Rozmowa Piaseckiego
Władysław Kosiniak-Kamysz
Znam tych lekarzy. To byli moi profesorowie, więc mogę o nich się wyrazić tylko dobrze. W niezwykły sposób uczyli mnie zawodu i innych młody lekarzy – powiedział w "Rozmowie Piaseckiego" Władysław Kosiniak-Kamysz, lider Polskiego Stronnictwa Ludowego. Odnosił się w ten sposób do reportażu Marty Gordziewicz "Państwo Ziobry", w którym pokazała działania śledczych w sprawie śmierci ojca ministra sprawiedliwości. Żona zmarłego Jerzego Ziobry i matka urzędującego ministra złożyła skargę do Europejskiego Trybunału Praw Człowieka.
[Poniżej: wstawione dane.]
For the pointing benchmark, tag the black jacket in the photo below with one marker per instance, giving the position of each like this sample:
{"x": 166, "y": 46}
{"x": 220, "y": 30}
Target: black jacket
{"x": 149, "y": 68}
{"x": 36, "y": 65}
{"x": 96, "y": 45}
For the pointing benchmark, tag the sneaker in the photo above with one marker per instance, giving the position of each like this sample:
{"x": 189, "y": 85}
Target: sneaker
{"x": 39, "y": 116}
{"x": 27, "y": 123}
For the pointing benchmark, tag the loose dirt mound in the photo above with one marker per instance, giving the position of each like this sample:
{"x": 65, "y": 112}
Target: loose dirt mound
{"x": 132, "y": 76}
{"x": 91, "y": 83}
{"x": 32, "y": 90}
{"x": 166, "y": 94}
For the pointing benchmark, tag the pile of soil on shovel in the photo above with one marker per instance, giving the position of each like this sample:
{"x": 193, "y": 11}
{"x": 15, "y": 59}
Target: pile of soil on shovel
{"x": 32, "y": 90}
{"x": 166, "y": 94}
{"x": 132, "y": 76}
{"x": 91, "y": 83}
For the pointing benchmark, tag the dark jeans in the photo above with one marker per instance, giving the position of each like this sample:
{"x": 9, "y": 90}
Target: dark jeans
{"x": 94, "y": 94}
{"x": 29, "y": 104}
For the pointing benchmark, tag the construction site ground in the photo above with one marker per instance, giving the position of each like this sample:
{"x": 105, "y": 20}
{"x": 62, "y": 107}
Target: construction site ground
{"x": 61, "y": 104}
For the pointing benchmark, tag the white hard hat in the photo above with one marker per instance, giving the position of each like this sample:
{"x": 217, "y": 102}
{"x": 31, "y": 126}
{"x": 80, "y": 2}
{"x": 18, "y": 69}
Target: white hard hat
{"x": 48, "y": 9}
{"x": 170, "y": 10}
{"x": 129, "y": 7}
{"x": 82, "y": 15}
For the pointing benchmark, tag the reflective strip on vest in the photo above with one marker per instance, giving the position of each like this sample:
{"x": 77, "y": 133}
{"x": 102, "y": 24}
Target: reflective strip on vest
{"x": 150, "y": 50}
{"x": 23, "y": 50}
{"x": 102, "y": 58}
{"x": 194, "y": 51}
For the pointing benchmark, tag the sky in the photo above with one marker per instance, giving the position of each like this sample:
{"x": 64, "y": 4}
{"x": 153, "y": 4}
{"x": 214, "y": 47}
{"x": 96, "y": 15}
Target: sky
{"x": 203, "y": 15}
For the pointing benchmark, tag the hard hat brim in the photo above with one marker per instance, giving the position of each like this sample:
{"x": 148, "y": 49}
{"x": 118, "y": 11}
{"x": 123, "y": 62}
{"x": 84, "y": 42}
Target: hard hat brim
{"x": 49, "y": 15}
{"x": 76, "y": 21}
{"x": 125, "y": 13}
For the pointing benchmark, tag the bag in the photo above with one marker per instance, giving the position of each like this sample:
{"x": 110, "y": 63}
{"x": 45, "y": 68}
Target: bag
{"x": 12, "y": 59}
To z jej doniesienia podległa Zbigniewowi Ziobrze prokuratura postawiła zarzuty kolejnej lekarce, dawnej przyjaciółce rodziny Ziobrów - Wandzie Cabali. - Wierzę wciąż, że każdy lekarz, gdy przychodzi do łózka pacjenta, robi wszystko, by uratować pacjenta – niezależnie od tego, kim ten pacjent jest. Jak ktoś postępuje inaczej, to w ogóle się do tego zawodu nie nadaje – kontynuował. Według lidera PSL "zawsze jest ból po stracie i to zawsze rodzi pewne emocje, ale nie można wykorzystywać swojej pozycji, by ten ból ugasić". - Upolitycznienie prokuratury musi się skończyć – wskazał. Zdaniem Kosiniaka-Kamysza musi nastąpić "rozdzielenie urzędu prokuratora generalnego od ministra sprawiedliwości". Gość Konrada Piaseckiego poruszył również kwestię zawarcia koalicji Polskiego Stronnictwa Ludowego i Polski 2050. - Jesteśmy o krok od podania sobie ręki – stwierdził. Kosiniak-Kamysz podkreślił, że "każdy chce też zachować podmiotowość swojego ugrupowania".